Selon un sondage SOM-La Presse-Le Soleil, 90 % des Québécois sont maintenant convaincus des dangers liés au réchauffement de la planète. Les Américains le sont à 77%, les Français à 51% et les Suisses à 75%*.

Quand on demande aux Québécois s’ils seraient prêts à accepter une augmentation d’impôt pour lutter contre les changements climatiques, ils répondent non dans une proportion de 56%. Ce résultat ne déçoit pas Jérôme Normand, directeur général d’Environnement Jeunesse.

«Je ne suis pas surpris, dit cet écologiste. Viser les impôts, c’est la crainte de tous. Il faut plutôt créer des moyens pour remercier ceux qui font des gestes positifs et songer à des solutions qui cibleront les pollueurs.»

C’est sans doute ce message que veulent envoyer les Québécois quand, dans une proportion de 58,5%, ils se disent «très favorables» et «assez favorables» à une taxe supplémentaire pour les voitures et autres véhicules personnels à grosses cylindrées.

«Quand on regarde la nouvelle politique environnementale, on se rend compte qu’elle insiste beaucoup plus sur l’engagement citoyen, reprend Jérôme Normand. Prenez l’exemple de la taxe imposée aux automobilistes qui veulent se rendre au centre-ville de Londres. C’est vers cela qu’on s’en va et les Québécois l’ont compris.»

Mais pour Hugo Séguin, la bonne nouvelle se trouve dans les 44% de personnes qui accepteraient une hausse d’impôt pour résoudre le problème des changements climatiques. «Pensez-y, c’est une part non négligeable, dit-il. Je trouve cela extrêmement encourageant.»

Vivement l’énergie éolienne

Le sondage aborde également le sujet de l’énergie éolienne.
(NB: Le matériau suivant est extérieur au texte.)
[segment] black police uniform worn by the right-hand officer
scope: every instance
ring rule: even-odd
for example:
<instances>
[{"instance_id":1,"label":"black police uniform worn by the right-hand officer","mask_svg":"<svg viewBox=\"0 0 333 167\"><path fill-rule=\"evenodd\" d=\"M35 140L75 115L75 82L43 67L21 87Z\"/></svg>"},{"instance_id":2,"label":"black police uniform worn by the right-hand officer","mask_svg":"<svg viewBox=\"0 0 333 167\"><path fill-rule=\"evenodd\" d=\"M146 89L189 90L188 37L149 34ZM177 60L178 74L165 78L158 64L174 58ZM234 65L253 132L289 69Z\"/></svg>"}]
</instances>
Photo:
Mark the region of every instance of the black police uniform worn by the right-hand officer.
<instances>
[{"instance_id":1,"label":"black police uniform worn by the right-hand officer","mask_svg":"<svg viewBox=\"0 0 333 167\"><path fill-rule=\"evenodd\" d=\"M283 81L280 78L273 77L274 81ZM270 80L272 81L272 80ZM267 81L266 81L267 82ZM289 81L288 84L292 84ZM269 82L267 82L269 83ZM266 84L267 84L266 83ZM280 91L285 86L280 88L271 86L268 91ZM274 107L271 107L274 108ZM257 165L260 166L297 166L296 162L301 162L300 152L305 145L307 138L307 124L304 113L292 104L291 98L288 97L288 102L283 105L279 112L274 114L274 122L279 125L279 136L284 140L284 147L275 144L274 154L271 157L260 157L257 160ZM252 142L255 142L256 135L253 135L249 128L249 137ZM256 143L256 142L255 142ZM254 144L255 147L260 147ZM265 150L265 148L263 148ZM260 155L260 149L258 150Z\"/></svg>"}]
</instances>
On y apprend que 91% des Québécois sont «très favorables» et «assez favorables» à l’exploitation de cette énergie renouvelable. Ces données réjouissent au plus haut point Hugo Séguin. «Ça démontre qu’on a compris beaucoup de choses, dit-il. Je pense que le débat sur la centrale thermique du Suroît a permis aux gens de voir plus clair.»

On a aussi demandé aux personnes sondées quel serait selon elles le meilleur maître d’œuvre pour le projet éolien au Québec. Alors que 30% ont choisi Hydro-Québec ou le secteur public, 56,4%, optent pour un partenariat public-privé.

«Le fameux partenariat public-privé dans l’éolien, ça demeure encore une question ambiguë pour les écologistes, dit Jérôme Normand. Chose certaine, il y a une expertise québécoise qui s’implante mais il faut rester vigilant quant à son exploitation.»

Des résultats entourant cette question, Hugo Séguin retient qu’une minorité de gens (19%) appuient le secteur privé comme principal acteur dans l’éolien. «En fait, vous auriez dû mettre une quatrième catégorie, dit-il. Celle du communautaire. Les principes mêmes de l’énergie éolienne reposent là-dessus.»

Ce sondage a été réalisé au téléphone entre le 13 et le 20 décembre. Mille entrevues ont été réalisées grâce à un échantillonnage d’adultes représentatif de toutes les régions du Québec. La marge d’erreur se situe à 4,4 points de pourcentage.

  • Sondages réalisés pour le compte de l’Université de l’Oregon (États-Unis), par CSA-Canal+ (France) et par le Département fédéral de l’environnement (Suisse), respectivement.